"Are you hearing the thing about margin pressure from the IT companies or the BPM companies? You look at us, FirstSource, WNS and Genpact or any other BPM companies. Look at their margin territory and see if you see what is happening in IT is happening here.This is not happening in BPO," said Partha De Sarkar, the CEO of Hinduja Global Services on Tuesday.
India's people driven Information technology services firms such as TCS, Infosys and Cognizant have cut revenue forecast for the quarter ahead as they see clients cut or slow projects due to business uncertainty. The biggest fallout on IT services firms has been due to banks freezing IT investments or shelving projects after Britain's decision to exit Europe, fearing shrinking market size for business.

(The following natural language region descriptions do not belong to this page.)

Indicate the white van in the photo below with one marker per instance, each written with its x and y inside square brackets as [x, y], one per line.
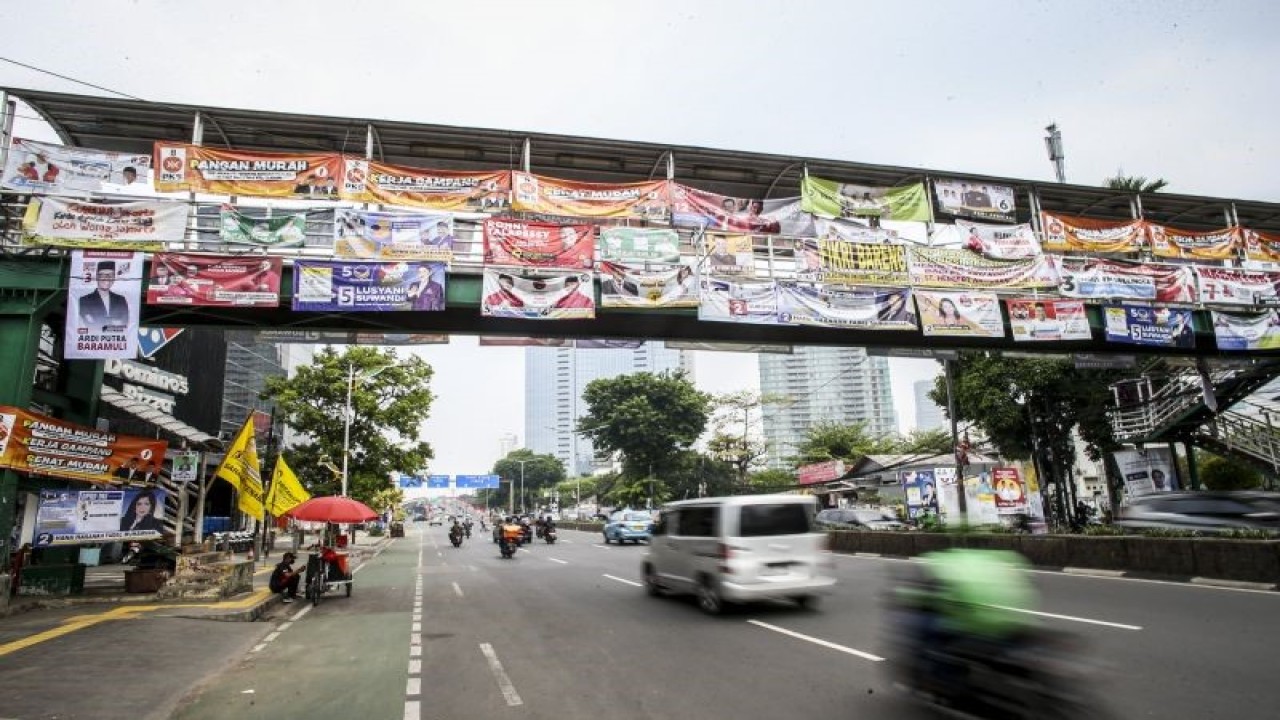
[739, 550]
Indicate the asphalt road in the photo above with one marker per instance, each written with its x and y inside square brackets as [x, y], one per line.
[566, 632]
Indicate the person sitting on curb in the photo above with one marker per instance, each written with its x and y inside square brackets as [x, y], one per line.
[284, 579]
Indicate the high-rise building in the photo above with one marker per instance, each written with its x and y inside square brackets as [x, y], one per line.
[554, 378]
[928, 414]
[823, 384]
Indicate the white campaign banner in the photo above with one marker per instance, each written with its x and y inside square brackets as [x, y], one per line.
[104, 296]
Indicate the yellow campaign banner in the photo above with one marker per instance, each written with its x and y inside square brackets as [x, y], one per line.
[553, 196]
[242, 469]
[181, 167]
[287, 491]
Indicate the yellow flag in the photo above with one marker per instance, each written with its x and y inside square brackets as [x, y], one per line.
[286, 491]
[242, 469]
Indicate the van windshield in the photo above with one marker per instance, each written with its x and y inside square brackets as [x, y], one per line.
[776, 519]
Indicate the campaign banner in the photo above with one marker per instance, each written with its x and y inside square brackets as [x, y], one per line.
[1101, 279]
[56, 169]
[360, 235]
[457, 191]
[1037, 320]
[845, 200]
[35, 443]
[104, 292]
[126, 226]
[977, 200]
[1233, 286]
[1212, 245]
[959, 314]
[539, 245]
[90, 516]
[624, 286]
[1159, 327]
[837, 261]
[693, 208]
[548, 296]
[182, 167]
[636, 200]
[1087, 235]
[869, 309]
[1251, 331]
[1146, 470]
[277, 231]
[638, 245]
[178, 278]
[730, 255]
[754, 302]
[945, 267]
[368, 287]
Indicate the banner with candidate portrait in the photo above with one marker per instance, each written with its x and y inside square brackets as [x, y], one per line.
[104, 292]
[278, 231]
[554, 196]
[54, 222]
[551, 295]
[1212, 245]
[693, 208]
[1088, 235]
[457, 191]
[974, 199]
[195, 168]
[1038, 320]
[539, 245]
[868, 309]
[90, 516]
[1092, 278]
[40, 445]
[368, 287]
[627, 286]
[1247, 331]
[946, 267]
[753, 302]
[55, 169]
[361, 235]
[638, 245]
[1233, 286]
[1142, 324]
[959, 314]
[245, 281]
[835, 199]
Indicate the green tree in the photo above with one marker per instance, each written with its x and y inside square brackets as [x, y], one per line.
[389, 401]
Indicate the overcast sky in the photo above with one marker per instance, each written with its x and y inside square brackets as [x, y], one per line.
[1182, 90]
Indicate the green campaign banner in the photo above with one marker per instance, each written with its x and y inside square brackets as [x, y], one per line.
[845, 200]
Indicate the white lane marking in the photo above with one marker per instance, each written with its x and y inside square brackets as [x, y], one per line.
[817, 641]
[621, 580]
[1072, 618]
[508, 689]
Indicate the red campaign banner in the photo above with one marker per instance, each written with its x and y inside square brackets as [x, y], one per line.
[214, 281]
[539, 245]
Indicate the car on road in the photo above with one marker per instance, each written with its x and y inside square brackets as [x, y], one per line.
[1203, 511]
[860, 519]
[632, 525]
[740, 548]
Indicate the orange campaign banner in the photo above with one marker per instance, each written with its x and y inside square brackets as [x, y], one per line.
[46, 446]
[181, 167]
[366, 181]
[1086, 235]
[553, 196]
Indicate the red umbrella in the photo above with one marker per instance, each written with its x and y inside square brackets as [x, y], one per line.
[334, 509]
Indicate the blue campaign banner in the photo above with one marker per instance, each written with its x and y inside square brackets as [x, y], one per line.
[1159, 327]
[371, 287]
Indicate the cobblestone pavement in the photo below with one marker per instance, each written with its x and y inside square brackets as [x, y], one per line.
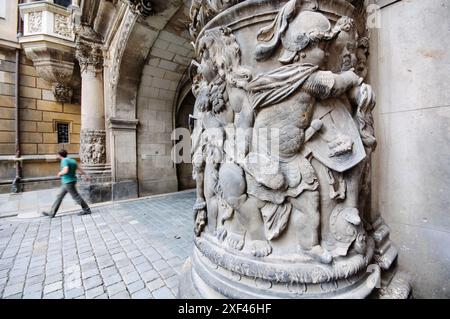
[131, 249]
[30, 204]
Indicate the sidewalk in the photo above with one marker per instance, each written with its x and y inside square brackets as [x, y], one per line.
[31, 204]
[128, 249]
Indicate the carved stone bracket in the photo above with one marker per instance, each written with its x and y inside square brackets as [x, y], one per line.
[141, 7]
[92, 147]
[88, 48]
[48, 40]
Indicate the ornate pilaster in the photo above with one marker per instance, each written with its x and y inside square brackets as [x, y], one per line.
[48, 40]
[93, 134]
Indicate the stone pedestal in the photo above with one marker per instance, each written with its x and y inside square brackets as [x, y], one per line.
[282, 150]
[93, 134]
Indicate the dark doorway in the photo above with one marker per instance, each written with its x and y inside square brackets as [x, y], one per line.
[184, 170]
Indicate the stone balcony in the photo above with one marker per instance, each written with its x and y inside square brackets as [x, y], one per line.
[49, 41]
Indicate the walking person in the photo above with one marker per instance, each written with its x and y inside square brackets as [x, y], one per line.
[69, 167]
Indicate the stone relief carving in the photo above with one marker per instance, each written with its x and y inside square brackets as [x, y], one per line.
[92, 147]
[62, 93]
[62, 25]
[35, 22]
[204, 10]
[281, 153]
[88, 48]
[141, 7]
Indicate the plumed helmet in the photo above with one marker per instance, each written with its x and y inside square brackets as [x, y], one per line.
[307, 27]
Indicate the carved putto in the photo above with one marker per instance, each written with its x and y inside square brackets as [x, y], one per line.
[281, 150]
[92, 147]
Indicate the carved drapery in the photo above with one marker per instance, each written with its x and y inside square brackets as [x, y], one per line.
[281, 153]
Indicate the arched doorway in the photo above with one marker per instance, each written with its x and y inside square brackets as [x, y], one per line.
[184, 170]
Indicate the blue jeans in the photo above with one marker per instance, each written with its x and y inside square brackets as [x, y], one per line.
[72, 190]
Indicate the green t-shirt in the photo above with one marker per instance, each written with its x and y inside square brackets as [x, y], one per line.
[70, 177]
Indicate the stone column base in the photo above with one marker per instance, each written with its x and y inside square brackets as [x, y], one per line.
[99, 188]
[125, 190]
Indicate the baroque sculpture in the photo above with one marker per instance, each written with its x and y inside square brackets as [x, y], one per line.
[281, 154]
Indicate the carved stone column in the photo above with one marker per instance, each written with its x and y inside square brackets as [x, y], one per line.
[93, 134]
[281, 155]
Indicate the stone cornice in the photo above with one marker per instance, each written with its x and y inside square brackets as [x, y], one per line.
[122, 124]
[141, 7]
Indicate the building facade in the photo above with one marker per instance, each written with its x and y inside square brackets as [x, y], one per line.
[110, 80]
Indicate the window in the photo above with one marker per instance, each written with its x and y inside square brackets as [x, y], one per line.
[63, 133]
[2, 9]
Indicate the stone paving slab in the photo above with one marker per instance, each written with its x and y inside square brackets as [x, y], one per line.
[31, 204]
[132, 249]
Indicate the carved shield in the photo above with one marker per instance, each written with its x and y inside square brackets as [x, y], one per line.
[338, 144]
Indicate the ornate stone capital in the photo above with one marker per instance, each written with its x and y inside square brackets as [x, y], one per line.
[48, 40]
[141, 7]
[88, 50]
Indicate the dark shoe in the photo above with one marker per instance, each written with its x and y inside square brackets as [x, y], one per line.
[48, 214]
[87, 212]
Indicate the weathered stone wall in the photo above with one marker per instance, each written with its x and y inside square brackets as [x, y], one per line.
[412, 165]
[39, 113]
[167, 62]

"The pricing is important but with the right partners you can build right partnership. BPM and IT are completely different DNA, one is orange and apple, the work is and the effects on margins are very different," said Ramkrishan P Hinduja, chairman of HGS.

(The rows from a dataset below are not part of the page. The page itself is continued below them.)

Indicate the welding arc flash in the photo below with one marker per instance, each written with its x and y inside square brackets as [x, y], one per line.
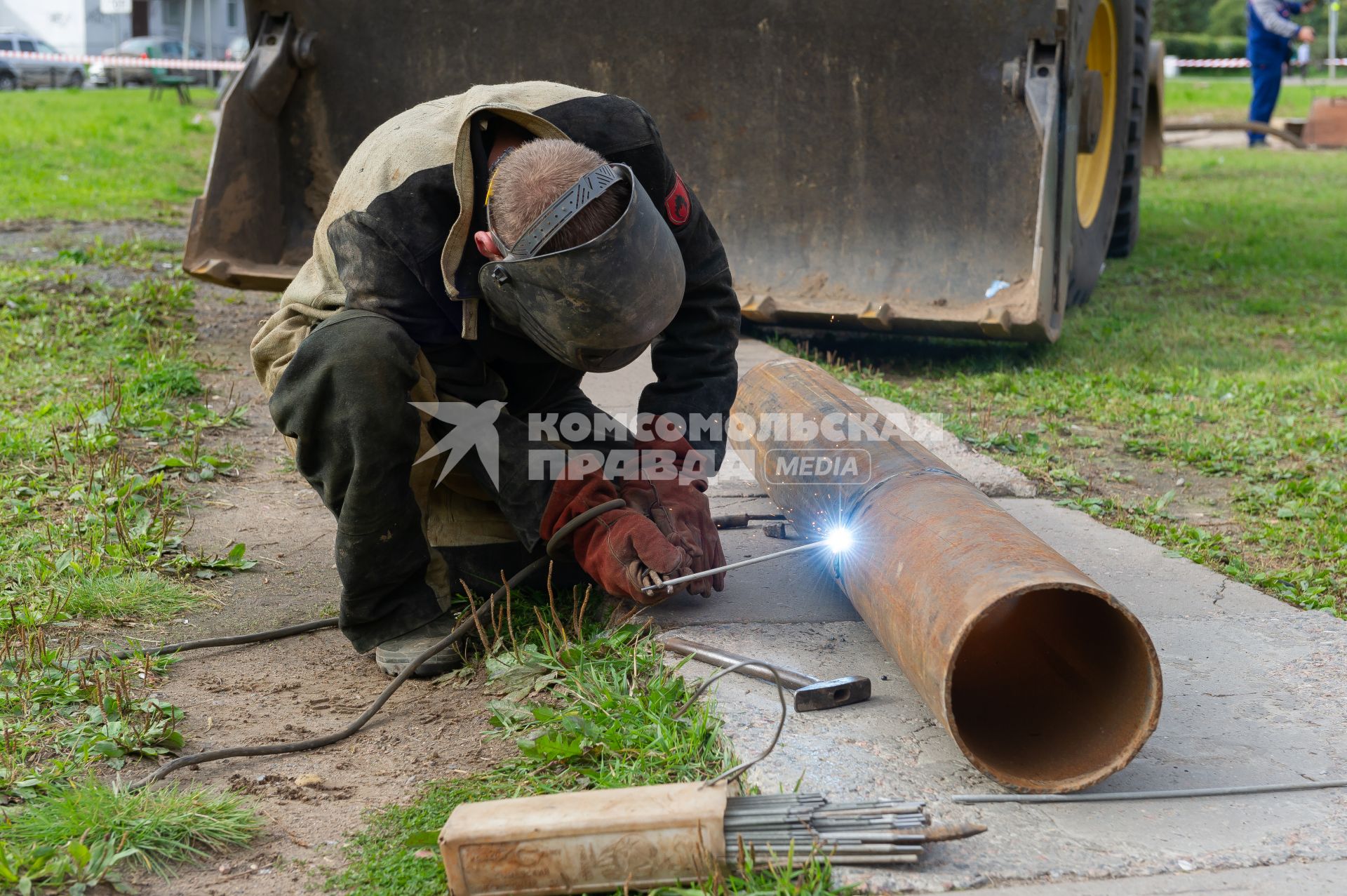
[840, 540]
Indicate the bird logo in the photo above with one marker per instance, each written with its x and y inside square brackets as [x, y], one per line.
[474, 426]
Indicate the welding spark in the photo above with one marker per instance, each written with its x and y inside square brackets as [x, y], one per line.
[840, 540]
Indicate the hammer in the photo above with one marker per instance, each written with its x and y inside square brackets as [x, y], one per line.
[810, 693]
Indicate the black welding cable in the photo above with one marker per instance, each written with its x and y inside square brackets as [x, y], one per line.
[227, 641]
[1148, 794]
[461, 631]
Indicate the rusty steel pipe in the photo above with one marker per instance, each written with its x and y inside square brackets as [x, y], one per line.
[1045, 682]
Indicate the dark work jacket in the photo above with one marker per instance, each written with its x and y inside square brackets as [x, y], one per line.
[406, 253]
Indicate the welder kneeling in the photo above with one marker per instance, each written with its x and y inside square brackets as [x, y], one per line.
[478, 255]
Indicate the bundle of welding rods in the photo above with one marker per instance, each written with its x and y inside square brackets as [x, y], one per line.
[768, 829]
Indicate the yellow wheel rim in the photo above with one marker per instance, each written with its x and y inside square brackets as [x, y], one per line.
[1093, 168]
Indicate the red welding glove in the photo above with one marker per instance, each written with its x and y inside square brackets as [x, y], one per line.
[615, 546]
[674, 496]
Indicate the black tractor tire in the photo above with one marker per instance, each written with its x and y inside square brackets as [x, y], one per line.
[1090, 244]
[1127, 224]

Only 15 per cent of the back office work globally is outsourced. Nearly half of the estimated $160 billion work is done by captive centres by global firms. Indian firms expect that they could tap this opportunity by focusing on efficiency and cost reduction.

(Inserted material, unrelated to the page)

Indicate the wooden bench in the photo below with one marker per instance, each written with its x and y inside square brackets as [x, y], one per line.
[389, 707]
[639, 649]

"These companies themselves know the price of doing the business internally and they run a competitive pressure. It is a very matrix driven business. The companies measure how are the BPM (companies) doing as compared to my captive business, they measure the scores of cost. I do not know of a single case where the clients captive center is cheaper than the BPM centers," said Hinduja.
Also Read
Hinduja Global Solutions, said it has doubled its business in India after acquiring the local backoffice arm of Mphasis, the unit of HP last year.
The company said that the acquisition has helped them build a presence in North India, which they lacked in before because of lack of Hindi services.
"For a BPO service provider, the language we provide services is very important. The acquisition has given us capabilities to service in North India languages. It was a significant missing piece in our network," said Sarkar.